Abbiamo visto l’America passare dalla speranza obamiana al trumpismo, a dimostrazione di quanto avesse ragione Bobbio quanto sosteneva che la democrazia è fragile e dev’essere difesa ogni giorno con passione, in quanto nessun diritto è mai acquisito per sempre. L’America di Trump ci fa paura, ci appare ostile e inospitale, ci dà l’impressione che le due sponde dell’Atlantico si siano drammaticamente allontanate, eppure è con lui che dovremo fare i conti il prossimo novembre, sperando che un buon vento socialista possa spazzarlo via e restituirci l’America di cui abbiamo bisogno.

Ecco, il caso americano deve essere studiato e seguito con la massima attenzione, in quanto ci dice che nell’abisso, nel baratro, nella crisi che morde e rende impossibile anche solo immaginare un domani una generazione di utopisti, la nostra, ha prodotto una Ocasio-Cortez e, se vogliamo, anche una Ilhan Omar, di poco più grande di Ocasio, entrambe prese per mano da un anziano socialista del Vermont come Bernie Sanders, che con la sola forza delle sue idee è riuscito nell’impresa di modificare, almeno in parte, l’agenda di un Partito Democratico uscito a pezzi dalla sconfitta di Hillary Clinton nel 2016 e, prim’ancora, dal progressivo dissolversi dell’obamismo, per certi versi, ahinoi, fallimentare.

Il decennio cui diciamo addio ci dice che i ventenni di ieri, i trentenni di oggi e la classe dirigente di domani sono in marcia verso un futuro di cui non conoscono nulla, una storia dai contorni indefiniti, tutta da scrivere, senza più barriere né blocchi contrapposti, né Nato né Patto di Varsavia, con una Cina che appare vicina ma non lo è poi così tanto e una Russia che, per quanto si dimeni lo zar Putin, non ha e non avrà più il ruolo che ebbe nei quattro decenni che fecero seguito al secondo conflitto mondiale.

Raccontando questo decennio con gli occhi della nostra generazione, possiamo dire che abbiamo vissuto, sperato, pianto, assistito al declino della politica nel nostro Paese e che non siamo ancora riusciti a inventare nuove forme di rappresentanza e convivenza civile.

Diciamo che le Sardine fanno ben sperare ma sono un movimento tutt’ora in nuce e assolutamente da decifrare. Abbiamo assistito, questo sì, alla disfatta del populismo di casa nostra, in quanto la regione che diede i natali al M5S, con il 7 per cento di Favia alle regionali del 2010, potrebbe condurre un soggetto che nel frattempo è arrivato alle porte di Palazzo Chigi e alla dissoluzione, più o meno consegnandogli la stessa percentuale il prossimo 26 gennaio, dopo avergli fatto toccare le vette del 30 e, in alcune regioni, persino del 40 per cento.

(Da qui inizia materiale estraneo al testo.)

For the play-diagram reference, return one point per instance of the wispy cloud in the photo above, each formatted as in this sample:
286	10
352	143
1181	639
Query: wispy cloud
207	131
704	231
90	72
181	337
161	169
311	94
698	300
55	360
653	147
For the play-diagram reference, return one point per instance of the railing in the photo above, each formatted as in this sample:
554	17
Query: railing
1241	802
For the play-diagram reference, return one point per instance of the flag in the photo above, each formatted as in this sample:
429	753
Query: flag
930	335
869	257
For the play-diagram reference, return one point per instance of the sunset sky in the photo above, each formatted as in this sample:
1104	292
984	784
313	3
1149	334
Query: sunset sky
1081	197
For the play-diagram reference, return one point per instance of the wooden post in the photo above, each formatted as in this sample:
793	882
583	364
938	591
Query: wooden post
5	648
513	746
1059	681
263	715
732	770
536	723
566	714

Il che lascia intendere quanto la nostra generazione debba ancora camminare prima di trovare il proprio posto nel mondo, possibilmente costruendo strutture solide in grado di rendere meno impervio il percorso.

Non sarà ricordato come un grande decennio per la musica e per l’arte in generale: sono usciti molti bei libri, da “M.” di Scurati all’affermazione della misteriosa Elena Ferrante, e tutto questo resterà, ma nel complesso non c’è stato un Márquez o un Sartre, un autore o una storia che senza dubbio è destinata a diventare un classico della letteratura.

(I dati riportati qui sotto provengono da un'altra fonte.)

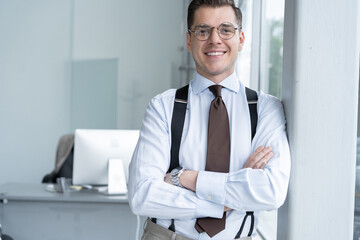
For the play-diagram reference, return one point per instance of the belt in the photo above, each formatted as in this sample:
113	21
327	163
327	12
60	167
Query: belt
153	231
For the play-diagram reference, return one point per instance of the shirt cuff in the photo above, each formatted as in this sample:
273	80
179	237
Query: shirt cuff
208	209
210	186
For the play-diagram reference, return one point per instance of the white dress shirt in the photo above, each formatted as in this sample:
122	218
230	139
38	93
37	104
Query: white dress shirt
241	189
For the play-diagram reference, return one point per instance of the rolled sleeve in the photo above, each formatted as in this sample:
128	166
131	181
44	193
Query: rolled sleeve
208	209
210	186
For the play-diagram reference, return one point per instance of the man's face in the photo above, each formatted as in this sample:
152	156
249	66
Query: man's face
215	57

Resterà il vuoto, l’assenza, le occasioni perdute, come sempre accade nei decenni tunnel, quelli che non hanno e non possono avere una propria identità in quanto fungono da passaggio fra un’epoca e un’altra, fra un secolo e quello successivo, corridoi da attraversare prima di entrare in una nuova, grande stanza piena di incognite.

La certezza è che gli anni Venti, come spesso capita a questo insidioso decennio, un’identità invece ce l’avranno eccome. Accadde nell’Ottocento, quando incubarono i moti risorgimentali che avrebbero condotto alle insurrezioni e alle guerre d’indipendenza dei decenni successivi. E accadde tragicamente nel Novecento, quando incubarono i regimi totalitari che avrebbero condotto il mondo nell’abisso a cavallo fra gli anni Trenta e gli anni Quaranta.

Accadrà, probabilmente, anche nei prossimi dieci anni, e starà a noi far sì che fra un secolo gli anni Venti del Ventunesimo secolo non siano ricordati come esempio di catastrofe in arrivo ma di possibile e doverosa riscossa collettiva. E noi, che siamo entrati in questo tunnel col furore dei vent’anni e ne usciamo, si spera, con la maturità dei trenta dobbiamo essere ben consapevoli che ora tocca a noi. E non possiamo sbagliare.